Second, even when only 20% of the requests use ChaCha20-Poly1305, the server throughput drops by more than 7%, and by 5.5% when 10% of the requests are ChaCha20-Poly1305. For reference, 15% of the TLS requests Cloudflare handles are ChaCha20-Poly1305.
Finally, according to perf
, the AVX-512 workload consumes only 2.5% of the CPU time when all the requests are ChaCha20-Poly1305, and less then 0.3% when doing ChaCha20-Poly1305 for 10% of the requests. Irregardless the CPU throttles down, because that what it does when it sees AVX-512 running on all cores.
It is hard to say just how much each core is throttled at any given time, but doing some sampling using lscpu
, I found out that when executing the openssl speed -evp chacha20-poly1305 -multi 48
benchmark, it shows CPU MHz: 1199.963
, for OpenSSL with all AES-GCM connections I got CPU MHz: 2399.926
and for OpenSSL with all ChaCha20-Poly1305 connections I saw CPU MHz: 2184.338
, which is obviously 9% slower.
Another interesting distinction is that ChaCha20-Poly1305 with AVX2 is slightly slower in OpenSSL but is the same in BoringSSL. Why might that be? The reason here is that the BoringSSL code does not use AVX2 multiplication instructions for Poly1305, and only uses simple xor, shift and add operations for ChaCha20, which allows it to run at the base frequency.
OpenSSL 1.1.1dev is still in development, therefore I suspect no one is affected by this issue yet. We switched to BoringSSL months ago, and our server performance is not affected by this issue.
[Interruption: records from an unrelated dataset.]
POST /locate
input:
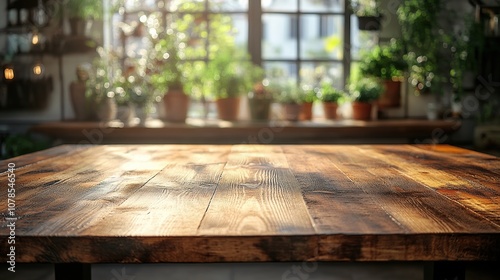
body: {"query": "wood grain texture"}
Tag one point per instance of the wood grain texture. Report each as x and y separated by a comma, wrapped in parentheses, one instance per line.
(262, 194)
(223, 203)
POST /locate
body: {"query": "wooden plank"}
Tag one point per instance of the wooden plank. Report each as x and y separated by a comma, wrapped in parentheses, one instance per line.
(257, 195)
(39, 156)
(173, 202)
(76, 201)
(410, 247)
(336, 203)
(217, 132)
(154, 249)
(478, 193)
(414, 206)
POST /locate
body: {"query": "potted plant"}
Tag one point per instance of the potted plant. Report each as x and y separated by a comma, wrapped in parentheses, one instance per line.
(310, 95)
(290, 96)
(363, 93)
(229, 75)
(368, 14)
(169, 77)
(386, 63)
(330, 97)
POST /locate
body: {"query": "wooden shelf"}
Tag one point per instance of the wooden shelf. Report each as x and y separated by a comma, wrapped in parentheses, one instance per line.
(220, 132)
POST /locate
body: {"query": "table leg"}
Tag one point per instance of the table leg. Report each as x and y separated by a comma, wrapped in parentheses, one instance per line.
(73, 271)
(445, 271)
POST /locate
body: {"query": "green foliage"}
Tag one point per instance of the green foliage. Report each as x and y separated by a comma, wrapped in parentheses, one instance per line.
(366, 90)
(287, 93)
(463, 44)
(365, 7)
(421, 38)
(86, 9)
(384, 62)
(231, 73)
(99, 84)
(309, 94)
(328, 93)
(168, 71)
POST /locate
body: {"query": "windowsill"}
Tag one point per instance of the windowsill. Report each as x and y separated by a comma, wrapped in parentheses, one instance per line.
(273, 132)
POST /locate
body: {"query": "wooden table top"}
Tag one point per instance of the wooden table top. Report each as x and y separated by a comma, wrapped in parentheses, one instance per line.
(224, 203)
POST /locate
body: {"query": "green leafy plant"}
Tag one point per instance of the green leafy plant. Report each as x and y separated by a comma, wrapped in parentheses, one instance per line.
(366, 90)
(287, 93)
(365, 7)
(421, 38)
(168, 71)
(328, 93)
(85, 9)
(385, 62)
(463, 45)
(310, 94)
(231, 73)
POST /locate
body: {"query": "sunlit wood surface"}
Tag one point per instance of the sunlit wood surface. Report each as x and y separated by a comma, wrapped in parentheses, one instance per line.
(221, 203)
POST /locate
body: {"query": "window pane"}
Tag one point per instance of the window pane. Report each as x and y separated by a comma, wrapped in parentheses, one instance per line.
(229, 5)
(194, 27)
(313, 73)
(280, 71)
(322, 5)
(279, 5)
(279, 36)
(360, 40)
(321, 37)
(228, 29)
(186, 5)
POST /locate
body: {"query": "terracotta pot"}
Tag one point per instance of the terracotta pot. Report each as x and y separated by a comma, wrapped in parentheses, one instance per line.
(228, 108)
(259, 108)
(330, 109)
(291, 111)
(306, 111)
(391, 97)
(176, 104)
(361, 111)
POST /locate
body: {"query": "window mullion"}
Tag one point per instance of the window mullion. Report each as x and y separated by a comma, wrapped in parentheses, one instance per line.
(346, 60)
(254, 40)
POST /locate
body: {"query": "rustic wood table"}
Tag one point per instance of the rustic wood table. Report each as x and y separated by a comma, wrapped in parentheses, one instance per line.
(253, 203)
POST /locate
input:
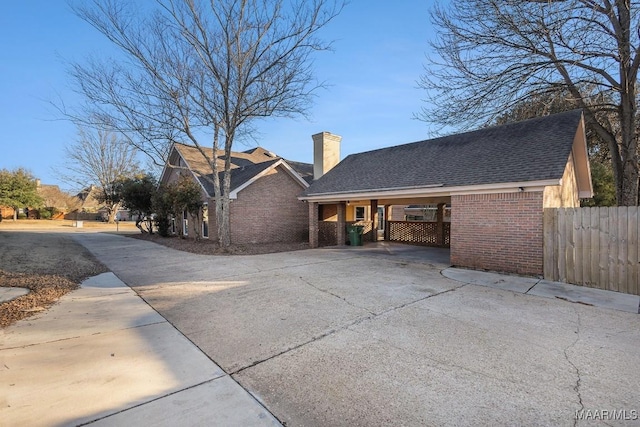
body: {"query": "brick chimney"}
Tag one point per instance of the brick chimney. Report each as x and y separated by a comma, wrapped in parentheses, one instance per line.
(326, 152)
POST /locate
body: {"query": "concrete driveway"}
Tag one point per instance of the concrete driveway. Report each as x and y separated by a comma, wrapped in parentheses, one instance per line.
(377, 337)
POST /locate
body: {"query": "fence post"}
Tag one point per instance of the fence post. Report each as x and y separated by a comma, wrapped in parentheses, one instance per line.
(550, 261)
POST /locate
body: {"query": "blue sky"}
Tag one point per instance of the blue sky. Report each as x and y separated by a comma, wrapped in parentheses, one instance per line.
(379, 52)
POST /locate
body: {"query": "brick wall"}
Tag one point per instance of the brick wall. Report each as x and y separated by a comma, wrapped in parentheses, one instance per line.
(501, 232)
(268, 211)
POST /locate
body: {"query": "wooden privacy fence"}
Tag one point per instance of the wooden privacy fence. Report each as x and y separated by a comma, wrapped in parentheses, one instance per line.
(595, 247)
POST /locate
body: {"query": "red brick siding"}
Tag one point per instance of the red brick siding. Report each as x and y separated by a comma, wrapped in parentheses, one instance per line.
(501, 232)
(268, 211)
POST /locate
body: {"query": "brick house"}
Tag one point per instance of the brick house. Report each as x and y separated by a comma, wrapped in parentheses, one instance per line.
(264, 193)
(496, 182)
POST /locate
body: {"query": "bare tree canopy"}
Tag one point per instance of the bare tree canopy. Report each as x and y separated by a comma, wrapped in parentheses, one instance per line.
(493, 54)
(201, 72)
(100, 158)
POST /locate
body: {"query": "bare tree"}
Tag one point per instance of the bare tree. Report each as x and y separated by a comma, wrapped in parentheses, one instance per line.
(493, 54)
(100, 158)
(201, 72)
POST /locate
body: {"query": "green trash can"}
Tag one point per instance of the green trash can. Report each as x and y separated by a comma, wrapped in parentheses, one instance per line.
(355, 234)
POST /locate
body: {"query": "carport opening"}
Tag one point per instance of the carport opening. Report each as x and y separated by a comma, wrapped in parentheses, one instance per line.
(418, 222)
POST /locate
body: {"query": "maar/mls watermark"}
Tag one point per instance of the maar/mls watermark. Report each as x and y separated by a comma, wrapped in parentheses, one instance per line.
(606, 415)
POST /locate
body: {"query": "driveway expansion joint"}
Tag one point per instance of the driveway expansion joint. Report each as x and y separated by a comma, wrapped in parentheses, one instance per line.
(357, 321)
(151, 400)
(577, 370)
(326, 291)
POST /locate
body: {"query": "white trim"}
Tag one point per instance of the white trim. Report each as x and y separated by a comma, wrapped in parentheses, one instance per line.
(433, 191)
(234, 194)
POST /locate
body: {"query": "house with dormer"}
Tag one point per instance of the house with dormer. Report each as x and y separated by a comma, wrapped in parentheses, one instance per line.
(264, 205)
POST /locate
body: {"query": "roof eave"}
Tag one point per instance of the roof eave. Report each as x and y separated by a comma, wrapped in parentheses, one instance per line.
(432, 191)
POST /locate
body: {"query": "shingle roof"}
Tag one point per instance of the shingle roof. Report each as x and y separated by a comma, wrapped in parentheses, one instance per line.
(244, 165)
(531, 150)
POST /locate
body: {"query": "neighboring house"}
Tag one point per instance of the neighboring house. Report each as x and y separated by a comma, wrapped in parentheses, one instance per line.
(496, 181)
(88, 208)
(264, 205)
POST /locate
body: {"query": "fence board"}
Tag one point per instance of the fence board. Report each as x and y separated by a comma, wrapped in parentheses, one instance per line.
(549, 234)
(596, 247)
(622, 238)
(633, 259)
(613, 249)
(603, 260)
(578, 246)
(569, 232)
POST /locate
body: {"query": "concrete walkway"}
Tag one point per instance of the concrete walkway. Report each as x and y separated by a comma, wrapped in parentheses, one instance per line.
(104, 357)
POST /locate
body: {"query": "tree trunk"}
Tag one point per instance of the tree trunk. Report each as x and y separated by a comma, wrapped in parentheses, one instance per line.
(112, 211)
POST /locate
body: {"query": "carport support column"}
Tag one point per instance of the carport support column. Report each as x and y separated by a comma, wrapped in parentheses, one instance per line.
(313, 225)
(440, 226)
(341, 232)
(386, 222)
(374, 220)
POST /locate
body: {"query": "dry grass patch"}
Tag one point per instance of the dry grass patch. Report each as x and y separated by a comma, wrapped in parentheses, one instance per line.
(48, 264)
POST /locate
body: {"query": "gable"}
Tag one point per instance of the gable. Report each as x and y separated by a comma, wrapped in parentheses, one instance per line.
(532, 151)
(246, 167)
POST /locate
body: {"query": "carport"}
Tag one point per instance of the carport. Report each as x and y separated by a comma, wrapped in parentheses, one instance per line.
(497, 182)
(382, 220)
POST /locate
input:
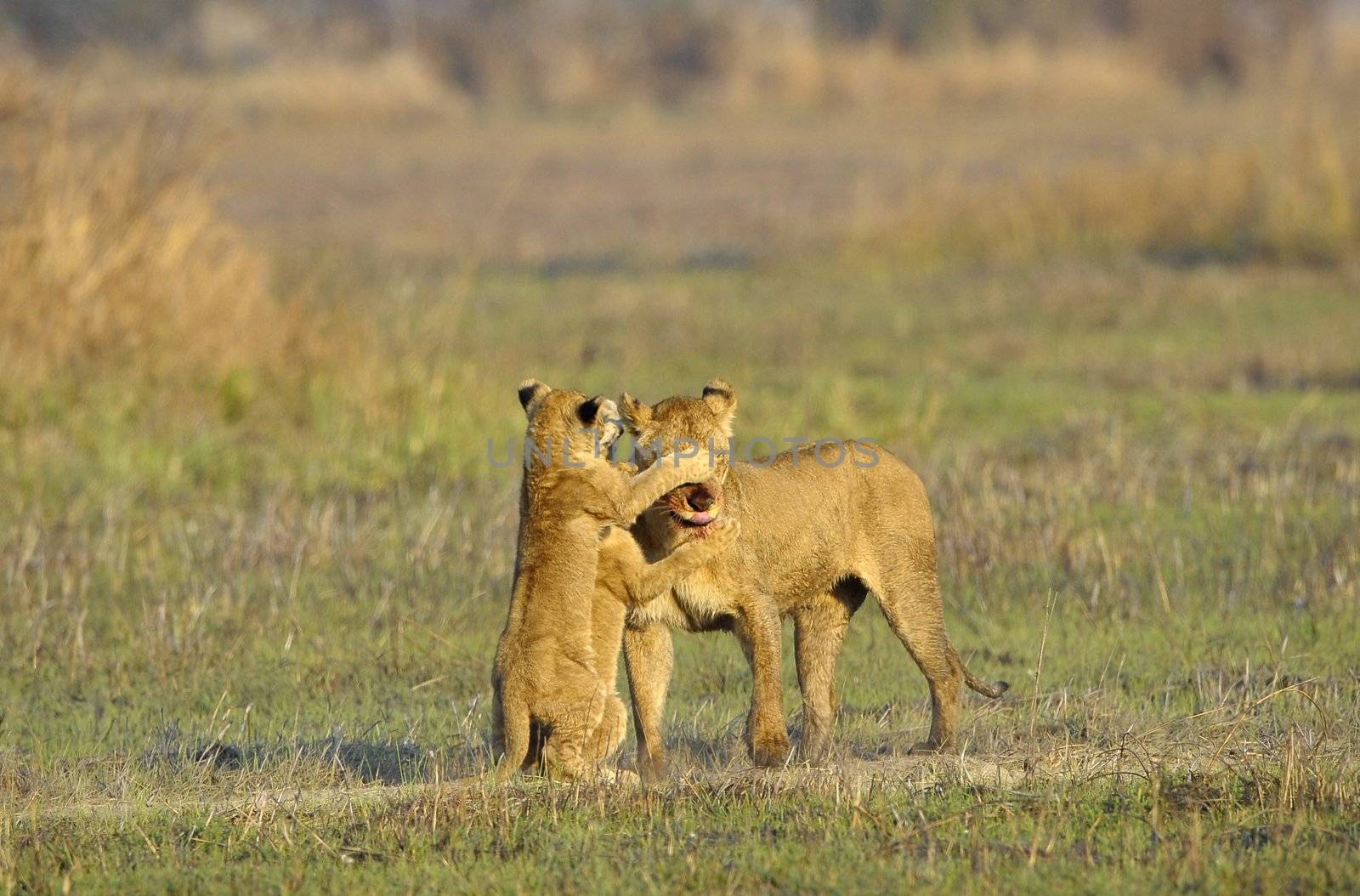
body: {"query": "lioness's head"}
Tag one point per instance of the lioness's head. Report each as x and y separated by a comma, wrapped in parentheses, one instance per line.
(564, 423)
(687, 426)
What the future holds in unclear. Intel announced very cool new ISA extensions for the future generation of CPUs, that are expected to improve crypto performance even further. Those extensions include AVX512+VAES, AVX512+VPCLMULQDQ and AVX512IFMA. But if the frequency scaling issue is not resolved by then, using those for general purpose cryptography libraries will do (much) more harm than good.
The problem is not with cryptography libraries alone. OpenSSL did nothing wrong by trying to get the best possible performance, on the contrary, I wrote a decent amount of AVX-512 code for OpenSSL myself. The observed behavior is a sad side effect. There are many libraries that use AVX and AVX2 instructions out there, they will probably be updated to AVX-512 at some point, and users are not likely to be aware of the implementation details. If you do not require AVX-512 for some specific high performance tasks, I suggest you disable AVX-512 execution on your server or desktop, to avoid accidental AVX-512 throttling.